Lembranças da Semana Santa

20 de Abril de 2022, por Edésio Lara 0

Machado de Assis (1839-1908), um dos maiores escritores brasileiros, em 1894 escreveu uma crônica que teve como título Impressões da Semana Santa. O poeta, completando 55 anos de idade e com olhar voltado para a capital da República, o Rio de Janeiro, sua cidade natal, colocou no papel as impressões que teve da Semana Santa daquele ano. “A semana foi santa, – mas não foi a semana santa que eu conheci, quando tinha idade de mocinho. [...] As semanas santas de outros tempos eram, antes de tudo, muito mais compridas. O Domingo de Ramos valia por três. [...] A segunda-feira e a terça-feira eram lentas, não longas. [...] Raiava, porém, a quarta-feira de trevas; era o princípio de uma série de cerimônias, e de ofícios, de procissões, de sermões de lágrimas, até o sábado de aleluia, em que a felicidade reaparecia, e finalmente o Domingo de Páscoa que era a chave de ouro.”

Trazida para o Brasil por portugueses nas décadas finais do século XVII, a Procissão dos Passos ocorria durante as seis semanas que compõem o período da Quaresma. Isso aconteceu nas cidades ou vilas costeiras do Brasil. Em Minas Gerais, a celebração começou a partir do século XVIII, primórdios dos primeiros centros urbanos, tais como Vila Rica, Vila Ribeirão do Carmo (Mariana), São João del-Rei e São José del-Rei (Tiradentes). Desde então, a tradição de representar a vida, o martírio e morte de Jesus se intensificou no Brasil, com destaque especial para Minas Gerais. E os católicos, com ação fundamental das irmandades e confrarias, tornaram a Semana Santa o acontecimento litúrgico mais importante do calendário de festas da Igreja Católica. Sua dramatização tornou-se tão importante e envolvente que ainda hoje se repete o que foi sendo construído ao longo de três séculos. A música nos serve de exemplo, visto que, em cada vila ou cidade mineira, houve compositores especialmente do lugar para criar obras que mantemos nos repertórios dos nossos grupos musicais para serem tocadas e cantadas durante a santa semana.

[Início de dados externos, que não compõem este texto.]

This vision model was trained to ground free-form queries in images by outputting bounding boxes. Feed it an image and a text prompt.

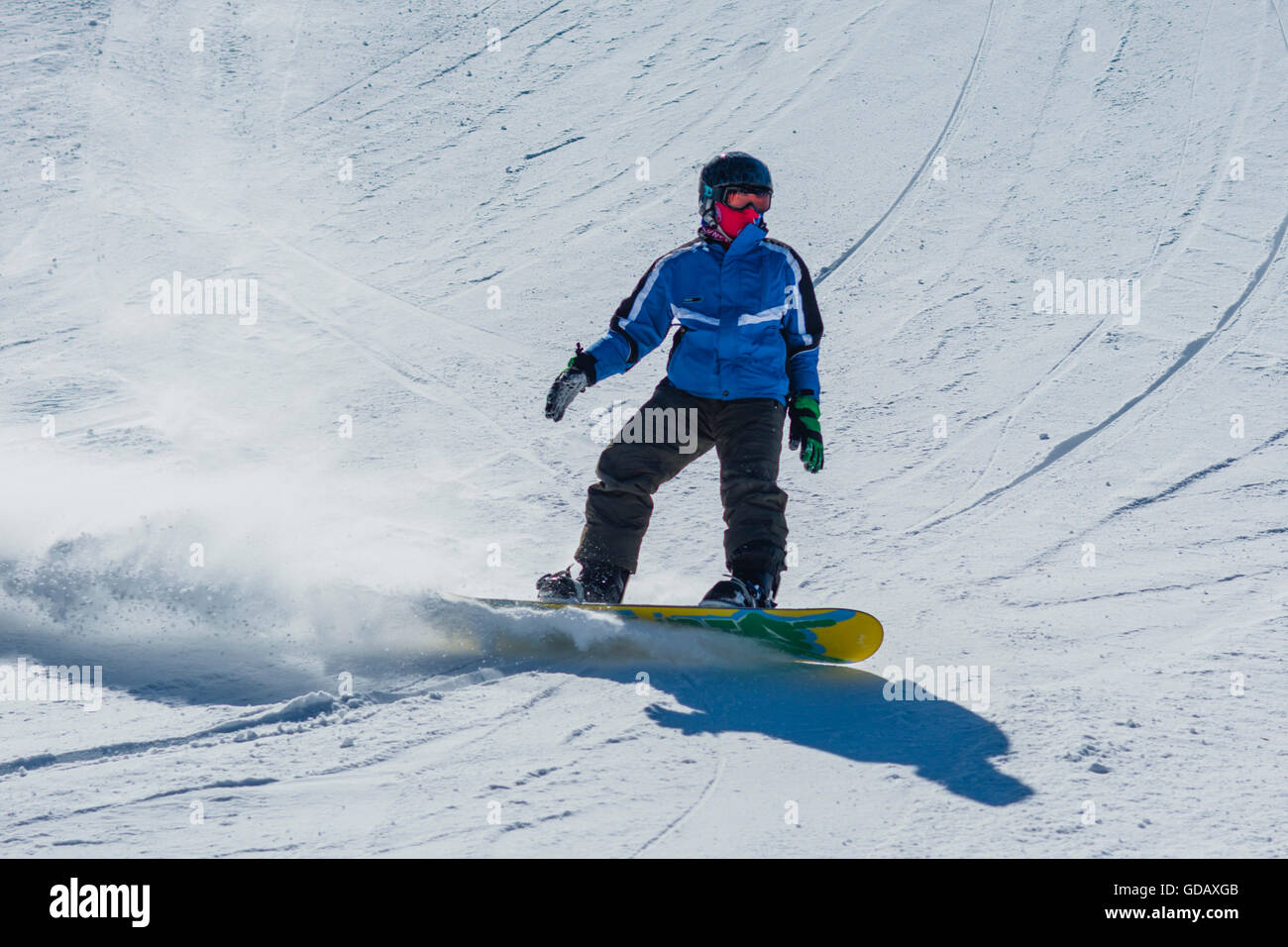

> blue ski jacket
[585,224,823,402]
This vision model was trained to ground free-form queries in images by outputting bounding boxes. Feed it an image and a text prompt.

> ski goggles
[720,184,774,214]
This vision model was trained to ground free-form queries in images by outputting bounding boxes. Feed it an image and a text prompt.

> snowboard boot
[537,570,584,604]
[700,570,778,608]
[537,562,631,605]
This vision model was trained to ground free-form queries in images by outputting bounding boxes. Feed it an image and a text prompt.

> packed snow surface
[0,0,1288,857]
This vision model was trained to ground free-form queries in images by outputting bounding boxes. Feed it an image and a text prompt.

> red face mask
[716,201,760,237]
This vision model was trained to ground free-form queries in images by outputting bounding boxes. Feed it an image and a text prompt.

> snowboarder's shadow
[628,664,1033,805]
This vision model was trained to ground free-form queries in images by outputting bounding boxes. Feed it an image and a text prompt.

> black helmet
[698,151,774,224]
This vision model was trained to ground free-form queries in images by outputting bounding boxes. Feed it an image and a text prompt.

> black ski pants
[576,378,787,576]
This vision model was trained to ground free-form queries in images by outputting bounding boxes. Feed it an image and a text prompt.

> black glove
[787,391,823,473]
[546,343,595,421]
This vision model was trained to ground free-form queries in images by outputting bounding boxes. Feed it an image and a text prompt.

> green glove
[787,391,823,473]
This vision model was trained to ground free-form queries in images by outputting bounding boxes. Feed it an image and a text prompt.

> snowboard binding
[537,562,631,605]
[699,573,778,608]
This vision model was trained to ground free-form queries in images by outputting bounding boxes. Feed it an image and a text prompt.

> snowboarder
[537,151,823,608]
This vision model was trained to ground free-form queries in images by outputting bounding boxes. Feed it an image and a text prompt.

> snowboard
[477,599,884,661]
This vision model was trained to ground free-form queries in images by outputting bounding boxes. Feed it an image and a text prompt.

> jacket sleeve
[783,250,823,397]
[587,254,671,381]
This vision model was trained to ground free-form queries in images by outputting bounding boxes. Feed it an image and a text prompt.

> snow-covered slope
[0,0,1288,856]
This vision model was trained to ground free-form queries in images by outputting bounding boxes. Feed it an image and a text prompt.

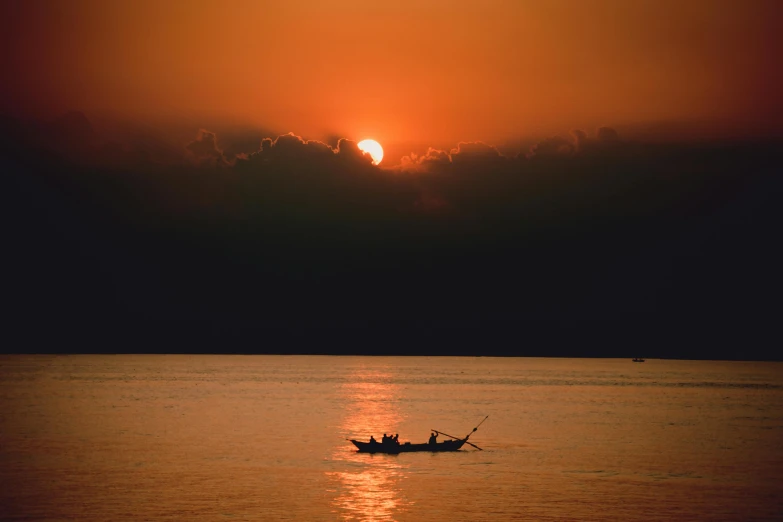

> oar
[466,415,489,439]
[432,430,484,451]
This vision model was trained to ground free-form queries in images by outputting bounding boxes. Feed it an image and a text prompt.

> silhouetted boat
[350,437,468,454]
[347,415,489,454]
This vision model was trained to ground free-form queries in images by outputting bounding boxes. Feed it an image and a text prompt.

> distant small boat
[347,415,489,455]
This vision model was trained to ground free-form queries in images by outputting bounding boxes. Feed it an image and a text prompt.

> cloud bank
[2,111,783,356]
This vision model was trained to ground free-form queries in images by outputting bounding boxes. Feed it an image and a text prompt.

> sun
[358,140,383,165]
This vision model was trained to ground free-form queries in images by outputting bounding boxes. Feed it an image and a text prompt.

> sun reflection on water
[328,371,410,521]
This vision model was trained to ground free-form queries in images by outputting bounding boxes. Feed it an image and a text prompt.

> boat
[349,437,468,454]
[347,415,489,455]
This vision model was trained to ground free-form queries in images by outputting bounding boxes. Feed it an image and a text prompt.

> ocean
[0,355,783,521]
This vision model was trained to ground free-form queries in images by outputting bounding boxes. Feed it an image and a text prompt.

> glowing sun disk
[357,140,383,165]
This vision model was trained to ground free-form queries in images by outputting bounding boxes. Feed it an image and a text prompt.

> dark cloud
[185,129,228,167]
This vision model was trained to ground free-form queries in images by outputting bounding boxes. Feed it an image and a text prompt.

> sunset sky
[0,0,783,145]
[0,0,783,357]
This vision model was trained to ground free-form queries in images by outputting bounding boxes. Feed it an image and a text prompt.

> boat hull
[351,439,467,454]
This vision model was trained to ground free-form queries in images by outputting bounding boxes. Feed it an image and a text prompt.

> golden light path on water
[327,369,410,522]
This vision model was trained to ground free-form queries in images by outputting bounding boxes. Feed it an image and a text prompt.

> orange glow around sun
[357,140,383,165]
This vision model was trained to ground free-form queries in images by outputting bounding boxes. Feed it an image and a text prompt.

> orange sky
[0,0,783,143]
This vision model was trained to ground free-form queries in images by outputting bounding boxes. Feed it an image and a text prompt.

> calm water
[0,356,783,521]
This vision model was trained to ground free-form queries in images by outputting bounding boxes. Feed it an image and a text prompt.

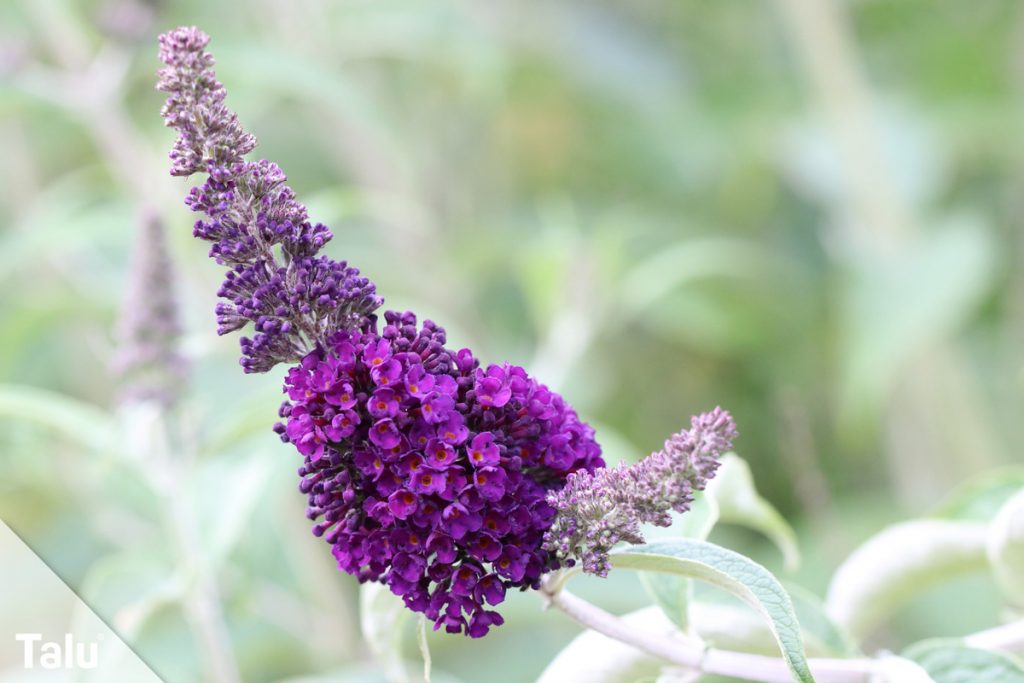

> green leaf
[985,488,1024,605]
[784,583,860,656]
[707,453,800,571]
[611,540,814,683]
[930,465,1024,522]
[825,519,987,639]
[903,639,1024,683]
[640,571,693,632]
[871,654,935,683]
[359,584,412,683]
[537,607,675,683]
[0,384,114,452]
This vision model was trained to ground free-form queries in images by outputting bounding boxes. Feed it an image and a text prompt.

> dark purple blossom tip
[279,311,603,638]
[544,408,736,577]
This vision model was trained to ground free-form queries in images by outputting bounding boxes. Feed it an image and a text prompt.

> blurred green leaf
[0,384,114,452]
[611,540,814,683]
[416,614,431,683]
[825,519,987,639]
[537,607,673,683]
[707,453,800,571]
[198,454,273,572]
[841,219,994,428]
[876,654,936,683]
[986,487,1024,606]
[902,639,1024,683]
[359,583,413,683]
[932,466,1024,522]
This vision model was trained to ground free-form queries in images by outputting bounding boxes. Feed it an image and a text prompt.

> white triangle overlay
[0,520,161,683]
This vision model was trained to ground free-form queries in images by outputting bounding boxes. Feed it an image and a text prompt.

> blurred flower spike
[157,28,734,638]
[113,211,187,408]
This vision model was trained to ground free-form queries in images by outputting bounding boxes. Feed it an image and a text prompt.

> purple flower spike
[157,28,382,373]
[279,311,603,637]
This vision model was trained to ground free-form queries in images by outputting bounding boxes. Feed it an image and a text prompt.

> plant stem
[540,582,1024,683]
[541,588,876,683]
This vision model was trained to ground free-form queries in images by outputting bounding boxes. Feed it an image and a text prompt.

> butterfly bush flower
[544,408,736,577]
[158,28,734,638]
[157,28,382,373]
[278,311,603,637]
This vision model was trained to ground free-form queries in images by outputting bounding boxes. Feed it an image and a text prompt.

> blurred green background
[0,0,1024,683]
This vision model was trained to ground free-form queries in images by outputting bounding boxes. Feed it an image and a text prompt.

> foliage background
[0,0,1024,683]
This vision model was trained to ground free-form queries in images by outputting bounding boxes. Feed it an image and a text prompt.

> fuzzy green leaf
[825,519,987,638]
[986,488,1024,605]
[903,639,1024,683]
[611,540,814,683]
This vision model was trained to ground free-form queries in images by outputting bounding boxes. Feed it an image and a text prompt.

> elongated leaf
[707,453,800,571]
[903,639,1024,683]
[640,571,693,632]
[873,654,936,683]
[986,488,1024,605]
[537,607,674,683]
[825,519,987,638]
[611,540,814,683]
[783,583,860,656]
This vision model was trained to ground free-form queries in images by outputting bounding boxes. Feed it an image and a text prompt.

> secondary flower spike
[544,408,736,577]
[157,28,383,373]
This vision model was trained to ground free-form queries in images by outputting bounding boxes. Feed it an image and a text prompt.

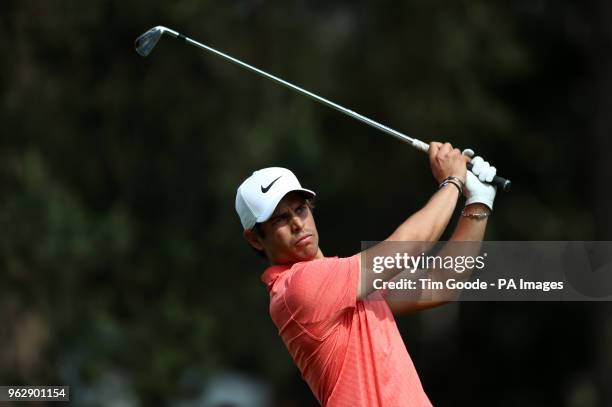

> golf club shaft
[141,27,510,191]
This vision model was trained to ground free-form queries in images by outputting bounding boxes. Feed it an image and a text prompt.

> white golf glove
[462,148,497,210]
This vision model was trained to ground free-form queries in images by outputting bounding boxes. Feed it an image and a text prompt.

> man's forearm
[387,185,459,242]
[449,204,491,242]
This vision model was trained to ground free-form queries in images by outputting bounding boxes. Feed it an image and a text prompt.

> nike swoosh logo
[261,175,282,194]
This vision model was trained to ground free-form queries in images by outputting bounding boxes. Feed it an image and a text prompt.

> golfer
[236,142,496,407]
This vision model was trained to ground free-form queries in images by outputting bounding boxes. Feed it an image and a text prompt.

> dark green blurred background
[0,0,612,407]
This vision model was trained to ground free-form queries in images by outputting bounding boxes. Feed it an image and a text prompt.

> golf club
[134,26,511,191]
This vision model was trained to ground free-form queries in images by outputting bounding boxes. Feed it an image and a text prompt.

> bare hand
[429,141,469,183]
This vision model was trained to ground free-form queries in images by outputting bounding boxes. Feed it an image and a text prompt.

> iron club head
[134,25,179,57]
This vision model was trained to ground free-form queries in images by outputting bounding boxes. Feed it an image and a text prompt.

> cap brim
[257,188,317,223]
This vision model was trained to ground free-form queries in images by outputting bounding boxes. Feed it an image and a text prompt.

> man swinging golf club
[236,142,496,407]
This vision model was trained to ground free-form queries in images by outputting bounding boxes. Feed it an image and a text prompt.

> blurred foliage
[0,0,612,406]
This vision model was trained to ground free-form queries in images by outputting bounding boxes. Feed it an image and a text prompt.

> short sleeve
[285,254,360,334]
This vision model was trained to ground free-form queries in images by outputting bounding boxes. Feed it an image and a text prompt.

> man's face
[245,192,323,264]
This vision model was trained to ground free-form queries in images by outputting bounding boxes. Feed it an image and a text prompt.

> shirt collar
[261,264,293,289]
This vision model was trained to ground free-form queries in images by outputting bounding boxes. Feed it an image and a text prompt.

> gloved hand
[462,148,497,210]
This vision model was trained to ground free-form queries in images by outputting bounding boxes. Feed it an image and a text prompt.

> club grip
[467,163,512,192]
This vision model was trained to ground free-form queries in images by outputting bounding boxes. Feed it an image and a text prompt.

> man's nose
[291,213,304,231]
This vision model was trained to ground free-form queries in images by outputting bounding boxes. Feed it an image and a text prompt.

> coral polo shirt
[261,254,431,407]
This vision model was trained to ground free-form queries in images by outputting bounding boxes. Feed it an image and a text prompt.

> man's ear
[242,229,264,251]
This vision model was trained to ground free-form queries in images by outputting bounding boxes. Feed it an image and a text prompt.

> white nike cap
[236,167,316,230]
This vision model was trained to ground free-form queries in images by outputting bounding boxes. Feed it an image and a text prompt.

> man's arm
[357,142,467,299]
[387,154,497,315]
[387,203,491,315]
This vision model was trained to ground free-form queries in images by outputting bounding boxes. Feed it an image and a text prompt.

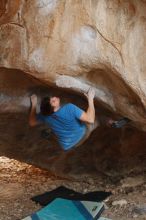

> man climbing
[29,88,130,150]
[29,88,97,150]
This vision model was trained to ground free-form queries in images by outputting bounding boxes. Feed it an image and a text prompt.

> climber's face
[50,96,60,109]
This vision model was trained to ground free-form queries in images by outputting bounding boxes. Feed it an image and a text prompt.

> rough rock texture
[0,0,146,181]
[0,68,146,179]
[0,0,146,130]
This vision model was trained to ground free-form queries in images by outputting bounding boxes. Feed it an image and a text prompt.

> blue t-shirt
[37,103,86,150]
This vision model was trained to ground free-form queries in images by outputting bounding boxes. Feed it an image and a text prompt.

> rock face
[0,0,146,179]
[0,0,146,130]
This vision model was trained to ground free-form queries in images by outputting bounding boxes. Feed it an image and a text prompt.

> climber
[29,88,130,150]
[29,88,97,150]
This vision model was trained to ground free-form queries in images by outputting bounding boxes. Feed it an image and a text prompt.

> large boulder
[0,0,146,130]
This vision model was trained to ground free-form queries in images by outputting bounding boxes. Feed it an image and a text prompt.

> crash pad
[23,198,104,220]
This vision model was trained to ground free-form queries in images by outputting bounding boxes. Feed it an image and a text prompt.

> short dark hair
[40,96,53,116]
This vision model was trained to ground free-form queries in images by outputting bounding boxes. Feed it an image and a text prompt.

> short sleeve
[36,113,45,122]
[70,104,84,119]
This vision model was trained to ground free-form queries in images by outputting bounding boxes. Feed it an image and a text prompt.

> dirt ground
[0,157,146,220]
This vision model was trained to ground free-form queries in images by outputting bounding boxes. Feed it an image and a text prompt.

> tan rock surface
[0,0,146,130]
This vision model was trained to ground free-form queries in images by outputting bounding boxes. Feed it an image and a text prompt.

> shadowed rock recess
[0,0,146,180]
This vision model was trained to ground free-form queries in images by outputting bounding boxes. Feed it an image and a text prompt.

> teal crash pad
[23,198,104,220]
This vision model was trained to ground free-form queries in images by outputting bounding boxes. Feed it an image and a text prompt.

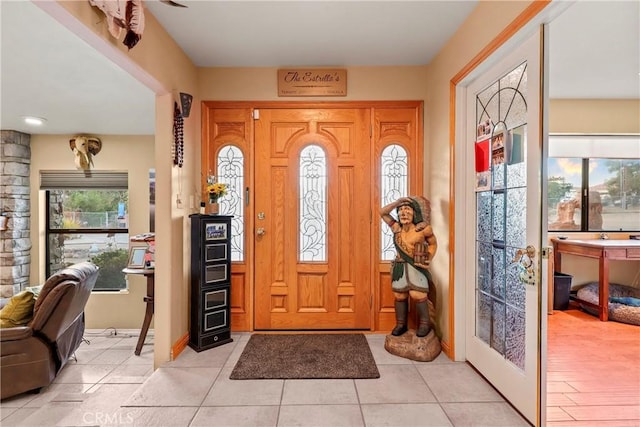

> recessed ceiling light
[24,116,47,126]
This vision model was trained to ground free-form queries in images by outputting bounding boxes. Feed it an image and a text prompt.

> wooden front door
[254,108,373,330]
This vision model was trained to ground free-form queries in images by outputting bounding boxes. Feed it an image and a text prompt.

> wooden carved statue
[380,196,441,361]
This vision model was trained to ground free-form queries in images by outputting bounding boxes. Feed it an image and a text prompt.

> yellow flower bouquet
[207,182,227,203]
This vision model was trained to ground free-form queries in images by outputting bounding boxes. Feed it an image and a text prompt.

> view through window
[547,136,640,232]
[46,189,129,291]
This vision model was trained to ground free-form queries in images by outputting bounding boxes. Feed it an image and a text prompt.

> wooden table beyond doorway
[122,268,155,356]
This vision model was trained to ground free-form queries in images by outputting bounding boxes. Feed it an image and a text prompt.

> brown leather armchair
[0,262,98,399]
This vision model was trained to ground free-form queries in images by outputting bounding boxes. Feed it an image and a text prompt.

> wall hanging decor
[89,0,144,49]
[69,135,102,170]
[172,102,184,168]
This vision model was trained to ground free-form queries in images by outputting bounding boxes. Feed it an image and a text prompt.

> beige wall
[549,99,640,134]
[30,135,154,329]
[549,99,640,288]
[41,1,200,367]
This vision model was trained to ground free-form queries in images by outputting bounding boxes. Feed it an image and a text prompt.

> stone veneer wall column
[0,130,31,298]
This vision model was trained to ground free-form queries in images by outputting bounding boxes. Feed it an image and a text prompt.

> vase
[207,202,220,215]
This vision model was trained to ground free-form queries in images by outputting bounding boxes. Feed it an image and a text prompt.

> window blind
[40,170,129,190]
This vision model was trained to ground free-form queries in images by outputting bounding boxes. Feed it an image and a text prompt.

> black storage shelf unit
[189,214,233,351]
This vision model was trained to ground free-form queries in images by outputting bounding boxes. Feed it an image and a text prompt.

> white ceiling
[0,0,640,135]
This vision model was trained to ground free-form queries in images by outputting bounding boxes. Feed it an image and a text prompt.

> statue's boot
[416,298,431,337]
[391,298,409,337]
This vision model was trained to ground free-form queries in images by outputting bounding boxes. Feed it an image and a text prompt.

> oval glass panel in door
[217,145,245,261]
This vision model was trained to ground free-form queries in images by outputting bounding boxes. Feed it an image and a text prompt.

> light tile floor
[0,331,529,427]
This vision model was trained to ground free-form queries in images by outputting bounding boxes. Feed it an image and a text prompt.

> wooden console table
[551,238,640,322]
[122,268,155,356]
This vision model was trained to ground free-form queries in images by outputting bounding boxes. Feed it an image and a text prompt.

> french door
[462,33,546,424]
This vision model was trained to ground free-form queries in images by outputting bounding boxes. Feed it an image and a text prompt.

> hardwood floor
[547,303,640,427]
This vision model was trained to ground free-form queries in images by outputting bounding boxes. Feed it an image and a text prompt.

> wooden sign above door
[278,68,347,96]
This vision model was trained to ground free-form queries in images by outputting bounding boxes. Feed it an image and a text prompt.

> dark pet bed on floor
[576,282,640,326]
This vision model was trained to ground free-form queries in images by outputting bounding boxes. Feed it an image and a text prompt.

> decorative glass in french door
[475,62,536,370]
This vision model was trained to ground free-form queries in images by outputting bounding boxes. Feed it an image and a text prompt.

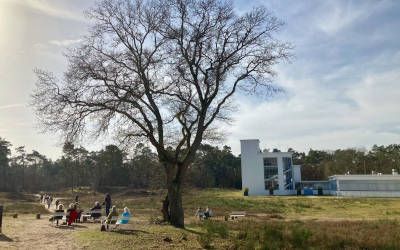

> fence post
[0,205,3,234]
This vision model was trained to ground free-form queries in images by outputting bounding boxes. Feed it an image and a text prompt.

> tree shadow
[182,228,202,235]
[110,228,149,235]
[0,234,14,242]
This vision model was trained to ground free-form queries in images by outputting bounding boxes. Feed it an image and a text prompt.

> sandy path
[0,215,95,250]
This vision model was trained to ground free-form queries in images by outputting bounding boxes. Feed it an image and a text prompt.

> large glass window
[264,167,278,179]
[282,157,293,190]
[264,157,279,190]
[265,178,279,190]
[264,157,278,166]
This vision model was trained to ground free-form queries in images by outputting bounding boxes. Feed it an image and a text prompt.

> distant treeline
[289,144,400,180]
[0,138,400,192]
[0,138,241,192]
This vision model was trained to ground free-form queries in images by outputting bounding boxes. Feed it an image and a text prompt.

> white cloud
[0,103,25,110]
[2,0,86,22]
[49,39,82,47]
[226,65,400,153]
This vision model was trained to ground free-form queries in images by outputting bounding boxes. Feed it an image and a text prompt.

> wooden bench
[81,209,102,222]
[104,216,132,230]
[51,212,66,226]
[229,211,246,220]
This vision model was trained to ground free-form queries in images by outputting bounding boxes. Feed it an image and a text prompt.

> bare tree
[33,0,290,227]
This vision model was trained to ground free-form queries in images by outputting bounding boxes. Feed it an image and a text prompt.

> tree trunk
[161,194,170,221]
[168,179,185,228]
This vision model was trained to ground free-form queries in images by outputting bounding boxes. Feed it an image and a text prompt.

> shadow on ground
[0,234,13,242]
[112,229,149,235]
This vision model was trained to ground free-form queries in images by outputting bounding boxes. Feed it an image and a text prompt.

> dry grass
[0,188,400,249]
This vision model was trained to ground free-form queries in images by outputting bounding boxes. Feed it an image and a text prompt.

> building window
[264,167,278,179]
[264,157,278,166]
[265,179,279,190]
[282,157,293,190]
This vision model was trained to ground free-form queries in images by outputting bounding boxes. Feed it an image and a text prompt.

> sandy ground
[0,215,98,250]
[0,199,99,250]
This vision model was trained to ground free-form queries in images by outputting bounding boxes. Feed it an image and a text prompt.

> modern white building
[329,174,400,197]
[240,139,301,195]
[240,139,400,197]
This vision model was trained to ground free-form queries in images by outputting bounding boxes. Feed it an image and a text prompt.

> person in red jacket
[67,203,78,226]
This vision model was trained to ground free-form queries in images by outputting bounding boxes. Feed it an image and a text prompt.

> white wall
[240,140,267,195]
[240,139,301,195]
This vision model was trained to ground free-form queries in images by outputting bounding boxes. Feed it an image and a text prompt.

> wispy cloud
[0,103,25,110]
[2,0,87,22]
[49,39,82,47]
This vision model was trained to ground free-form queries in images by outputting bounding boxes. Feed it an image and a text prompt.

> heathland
[0,188,400,249]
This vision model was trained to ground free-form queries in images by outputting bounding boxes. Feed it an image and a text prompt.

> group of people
[44,193,131,227]
[40,194,53,209]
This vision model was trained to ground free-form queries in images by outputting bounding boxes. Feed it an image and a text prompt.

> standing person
[103,193,111,216]
[46,197,51,209]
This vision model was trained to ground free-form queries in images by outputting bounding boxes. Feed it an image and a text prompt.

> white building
[240,140,301,195]
[329,174,400,197]
[240,140,400,197]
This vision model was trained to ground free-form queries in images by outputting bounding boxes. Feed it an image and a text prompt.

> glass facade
[282,157,294,190]
[264,157,279,190]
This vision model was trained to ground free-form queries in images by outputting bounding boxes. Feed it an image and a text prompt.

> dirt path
[0,215,94,250]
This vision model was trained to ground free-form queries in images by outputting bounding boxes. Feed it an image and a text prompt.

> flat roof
[329,174,400,180]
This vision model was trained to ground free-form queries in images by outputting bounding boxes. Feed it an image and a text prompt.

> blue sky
[0,0,400,158]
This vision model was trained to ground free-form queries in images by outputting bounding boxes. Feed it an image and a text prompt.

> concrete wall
[331,191,400,197]
[240,139,301,195]
[240,140,267,195]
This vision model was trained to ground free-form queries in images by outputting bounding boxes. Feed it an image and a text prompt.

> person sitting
[195,207,205,220]
[50,204,64,226]
[116,207,131,225]
[90,201,101,220]
[66,203,78,226]
[75,202,83,223]
[46,197,51,209]
[104,206,118,229]
[204,207,213,219]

Em Resende Costa, não muito diferente de outras cidades, a Semana Santa sempre contou com o envolvimento e a intensa participação das pessoas. Era a época do ano mais aguardada por todos. Segundo Gentil Ursino Vale, escritor resende-costense, em seu livro Escavações no Tempo, escrito no início de 1984, “nenhuma festa realizada em Resende Costa se iguala em pompa e esplendor à da Semana Santa. [...] Em Resende Costa, desde priscas eras, constitui a Semana Santa a maior preocupação religiosa de seus habitantes. [...] Dois meses antes iniciam-se os preparativos.”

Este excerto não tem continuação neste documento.